Atualmente, a semaglutida é utilizada no tratamento do diabetes tipo 2 e da obesidade, sendo comercializada no país apenas em formulações injetáveis. A proposta de venda em comprimidos representa uma mudança significativa no modelo terapêutico, com potencial impacto direto na adesão dos pacientes ao tratamento, no acesso ao medicamento e na dinâmica do mercado farmacêutico nacional.
Do ponto de vista regulatório, o pedido levanta questões relevantes sobre segurança, eficácia, bioequivalência e controle sanitário, já que a forma farmacêutica oral exige critérios técnicos distintos dos aplicáveis às apresentações injetáveis. A ANVISA deverá avaliar dados clínicos, estudos farmacocinéticos e evidências científicas que comprovem que a nova apresentação mantém os mesmos padrões de qualidade, segurança e eficácia exigidos pela legislação sanitária brasileira.

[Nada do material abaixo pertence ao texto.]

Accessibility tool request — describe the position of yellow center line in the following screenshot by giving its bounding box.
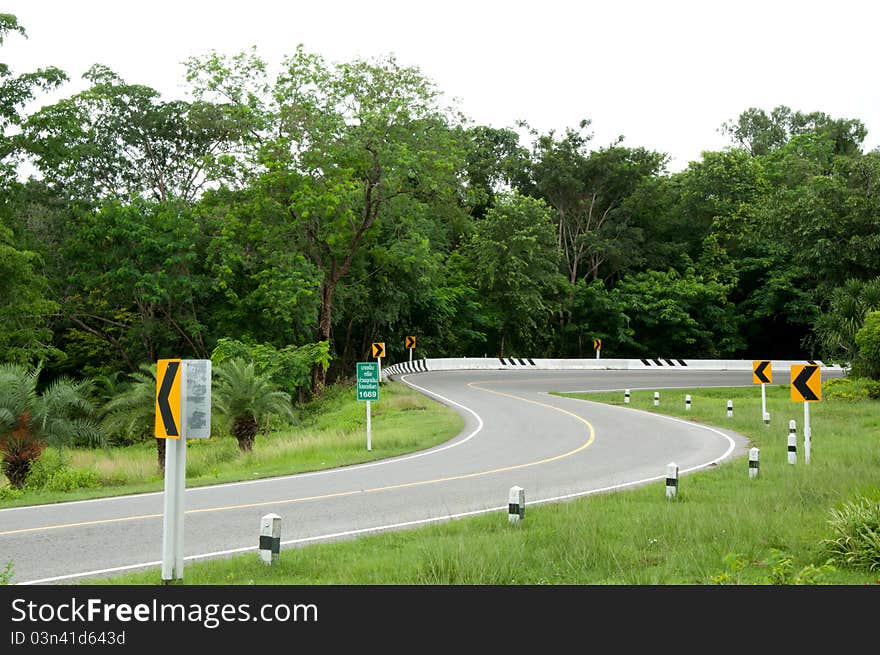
[0,382,596,536]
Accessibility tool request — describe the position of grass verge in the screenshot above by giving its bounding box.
[0,382,464,507]
[85,385,880,585]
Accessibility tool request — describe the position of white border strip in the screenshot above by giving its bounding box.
[0,374,484,513]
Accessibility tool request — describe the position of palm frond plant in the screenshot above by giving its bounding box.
[101,364,165,473]
[213,358,293,453]
[0,364,103,489]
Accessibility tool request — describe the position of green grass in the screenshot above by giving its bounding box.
[0,382,464,507]
[85,385,880,585]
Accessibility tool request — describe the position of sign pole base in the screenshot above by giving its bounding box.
[367,400,373,450]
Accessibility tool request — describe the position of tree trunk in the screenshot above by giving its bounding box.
[232,416,260,453]
[312,280,337,396]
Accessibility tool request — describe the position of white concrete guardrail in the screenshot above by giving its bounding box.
[382,357,843,378]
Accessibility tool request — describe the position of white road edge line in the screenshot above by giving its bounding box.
[16,382,736,585]
[0,375,483,513]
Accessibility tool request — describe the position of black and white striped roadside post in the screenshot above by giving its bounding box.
[260,514,281,564]
[507,486,526,525]
[666,462,678,498]
[749,448,761,480]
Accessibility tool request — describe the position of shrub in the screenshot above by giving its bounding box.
[0,486,24,500]
[0,364,103,489]
[822,377,880,400]
[26,448,101,491]
[823,498,880,571]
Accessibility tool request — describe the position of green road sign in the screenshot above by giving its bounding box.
[357,362,379,400]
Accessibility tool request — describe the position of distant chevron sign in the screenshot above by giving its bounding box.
[752,360,773,384]
[791,364,822,403]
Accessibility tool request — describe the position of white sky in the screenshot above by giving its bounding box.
[0,0,880,171]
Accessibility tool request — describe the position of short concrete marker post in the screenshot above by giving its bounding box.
[507,486,526,525]
[260,514,281,564]
[666,462,678,498]
[749,448,761,480]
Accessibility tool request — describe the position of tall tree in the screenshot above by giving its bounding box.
[0,13,67,185]
[23,64,247,204]
[189,46,464,388]
[464,193,564,357]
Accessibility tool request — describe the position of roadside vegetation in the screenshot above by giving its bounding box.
[0,382,463,507]
[83,382,880,585]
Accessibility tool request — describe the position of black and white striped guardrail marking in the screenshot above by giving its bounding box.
[382,357,430,376]
[507,486,526,525]
[666,462,678,498]
[498,357,537,366]
[641,357,687,366]
[260,514,281,564]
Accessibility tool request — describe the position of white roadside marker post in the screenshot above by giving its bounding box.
[666,462,678,498]
[260,513,281,564]
[507,486,526,525]
[749,448,761,480]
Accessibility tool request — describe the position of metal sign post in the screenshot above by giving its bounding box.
[404,336,416,364]
[155,359,211,584]
[752,359,773,425]
[791,364,822,464]
[355,362,380,450]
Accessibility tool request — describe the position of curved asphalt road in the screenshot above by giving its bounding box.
[0,370,751,583]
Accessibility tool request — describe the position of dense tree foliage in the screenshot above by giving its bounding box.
[0,15,880,400]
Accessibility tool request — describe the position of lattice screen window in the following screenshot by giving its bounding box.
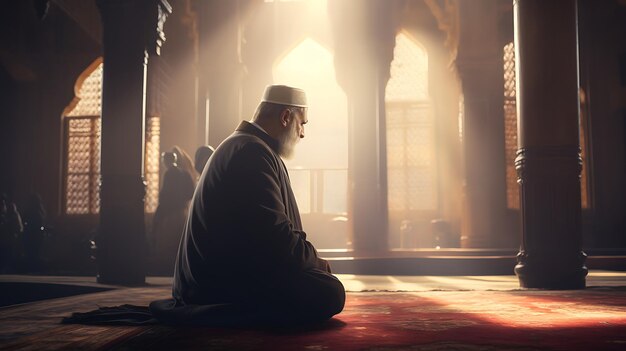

O tema também desperta atenção no setor farmacêutico e magistral, uma vez que a eventual aprovação da semaglutida em comprimidos pode reconfigurar estratégias de mercado, ampliar o acesso ao tratamento e influenciar debates sobre prescrição, dispensação e regulação de medicamentos de alto impacto terapêutico.
Ainda não há prazo definido para a decisão da ANVISA, mas o pedido sinaliza uma tendência clara: a busca por novas formas de administração de medicamentos já consolidados, com foco em conveniência, adesão terapêutica e ampliação do alcance populacional. O desfecho desse processo poderá representar um marco relevante para o mercado de medicamentos metabólicos no Brasil.